The Meaning of Our Memories

Memory is one of the most powerful functions of the human mind. It is also one of life’s most determining ones. What goes on in memory has a great deal to do with what goes on in us all our lives. Memory is a wild horse, unbridled, riderless, maverick. It takes us often where we would not go, or takes us back over and over again to where we cannot stay, however much we wish we could. So, it leaves us always in one state or the other, one place or the other, leaves us either pining or confused, leaves us in either case in a world unfinished in us.

It is the unfinishedness that is the price we pay for growing always older.

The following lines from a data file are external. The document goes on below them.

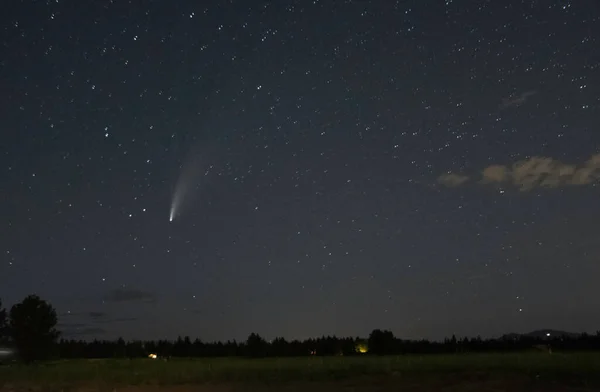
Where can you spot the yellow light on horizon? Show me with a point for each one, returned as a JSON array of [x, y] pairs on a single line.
[[362, 348]]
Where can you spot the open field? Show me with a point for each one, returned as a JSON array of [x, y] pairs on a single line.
[[461, 372]]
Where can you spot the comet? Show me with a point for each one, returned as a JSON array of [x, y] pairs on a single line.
[[193, 170]]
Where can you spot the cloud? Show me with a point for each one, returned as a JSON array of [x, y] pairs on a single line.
[[83, 331], [495, 173], [452, 179], [534, 172], [128, 295]]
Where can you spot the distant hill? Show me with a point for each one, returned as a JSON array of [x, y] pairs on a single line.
[[541, 334]]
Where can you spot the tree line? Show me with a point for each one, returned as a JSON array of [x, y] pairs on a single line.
[[30, 327]]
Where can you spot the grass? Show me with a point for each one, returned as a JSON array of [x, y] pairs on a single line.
[[579, 367]]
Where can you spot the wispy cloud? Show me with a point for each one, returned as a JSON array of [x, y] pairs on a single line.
[[516, 100], [532, 173]]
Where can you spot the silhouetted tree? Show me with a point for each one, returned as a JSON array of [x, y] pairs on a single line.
[[256, 346], [3, 325], [381, 342], [32, 327]]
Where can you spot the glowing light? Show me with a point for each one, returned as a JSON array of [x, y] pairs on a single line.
[[362, 348]]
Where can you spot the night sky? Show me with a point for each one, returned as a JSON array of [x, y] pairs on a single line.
[[428, 167]]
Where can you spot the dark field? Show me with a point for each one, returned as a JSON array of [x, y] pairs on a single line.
[[461, 372]]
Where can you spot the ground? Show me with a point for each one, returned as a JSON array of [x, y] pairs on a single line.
[[461, 372]]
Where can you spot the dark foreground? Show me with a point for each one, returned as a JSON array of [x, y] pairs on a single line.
[[461, 372]]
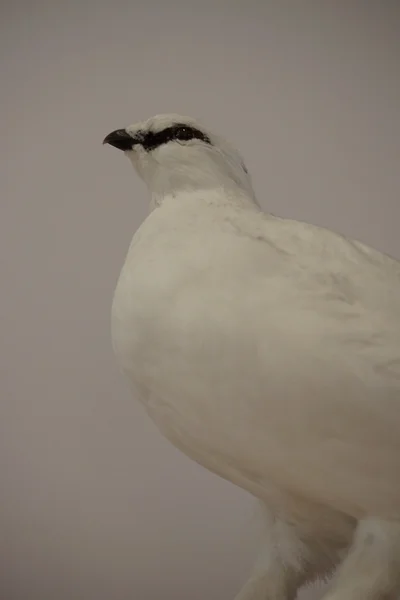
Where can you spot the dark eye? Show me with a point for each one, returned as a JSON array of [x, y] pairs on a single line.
[[184, 133]]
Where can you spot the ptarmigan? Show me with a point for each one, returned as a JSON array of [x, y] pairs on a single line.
[[267, 350]]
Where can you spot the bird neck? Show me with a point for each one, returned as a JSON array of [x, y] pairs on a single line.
[[208, 179]]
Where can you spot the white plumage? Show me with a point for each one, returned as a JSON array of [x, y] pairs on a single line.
[[268, 350]]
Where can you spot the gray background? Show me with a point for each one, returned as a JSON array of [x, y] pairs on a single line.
[[94, 503]]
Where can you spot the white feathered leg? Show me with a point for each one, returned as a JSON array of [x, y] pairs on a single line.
[[371, 570], [286, 561]]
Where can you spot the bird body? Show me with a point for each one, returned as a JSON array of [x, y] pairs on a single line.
[[267, 350]]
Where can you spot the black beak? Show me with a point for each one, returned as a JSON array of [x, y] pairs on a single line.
[[120, 139]]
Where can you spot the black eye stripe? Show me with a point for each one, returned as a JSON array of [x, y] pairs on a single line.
[[179, 131]]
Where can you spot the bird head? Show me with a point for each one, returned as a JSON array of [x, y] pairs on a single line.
[[172, 153]]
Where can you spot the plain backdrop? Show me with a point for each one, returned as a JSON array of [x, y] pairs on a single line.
[[94, 504]]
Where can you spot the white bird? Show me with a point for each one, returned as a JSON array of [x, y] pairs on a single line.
[[267, 350]]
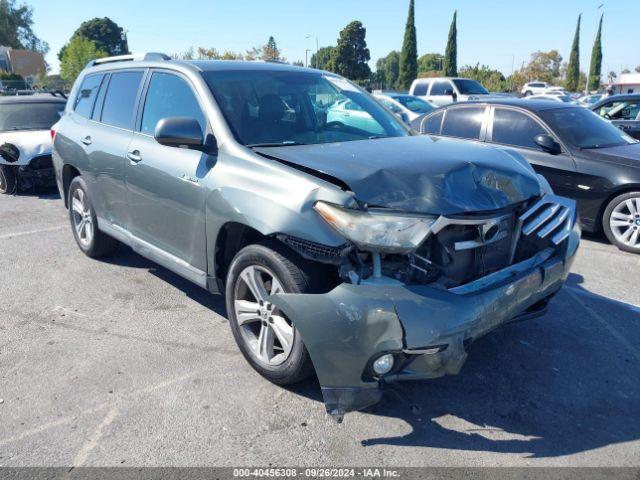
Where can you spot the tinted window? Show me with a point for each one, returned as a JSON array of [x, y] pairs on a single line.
[[515, 128], [87, 95], [432, 124], [584, 129], [439, 88], [463, 122], [120, 100], [421, 88], [169, 96]]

The young hear memory in the voice of their elders and, delighted by these voices from the past or bored by them, too often miss the content behind the content. Memory is not about what went on in the past. It is about what is going on inside of us right this moment. It is never idle. It never lets us alone. It is made up of the stuff of life in the process of becoming the grist of the soul.

There is an energy in memory that is deceiving. The assumption is that since a thing is past, it has no present meaning for us. But nothing could be further from the truth.

Whatever is still in memory is exactly what has most meaning for us. It is the indicator of the unfinished in life. It gives sure sign of what still has emotional significance for us. It refuses to allow us to overlook what must yet be acknowledged if we are ever to be fully honest with ourselves. Most of all, memory and the way we deal with it is the only thing we have that makes us authentic teachers of the young. It tells us what we did that now we miss doing, and it reminds us of what we didn’t do that now we wish we had. And such things live in memory forever.

But memory is not meant to cement us in times past. It is meant to enable us to do better now that which we did not do as well before. It is the greatest teacher of them all. The task is to come to the point where we can trust our memories to guide us out of the past into a better future.

There is nothing in conscious memory that is unimportant. To sit and listen to a person wander through the storied fragments of their lives is to come to know what worries them, what delights them, what love did to them, what rejection dampened in them, and what is left to deal with now if the press of past failures, the loss of past loves are ever to be stitched into a healthy whole in the here and now.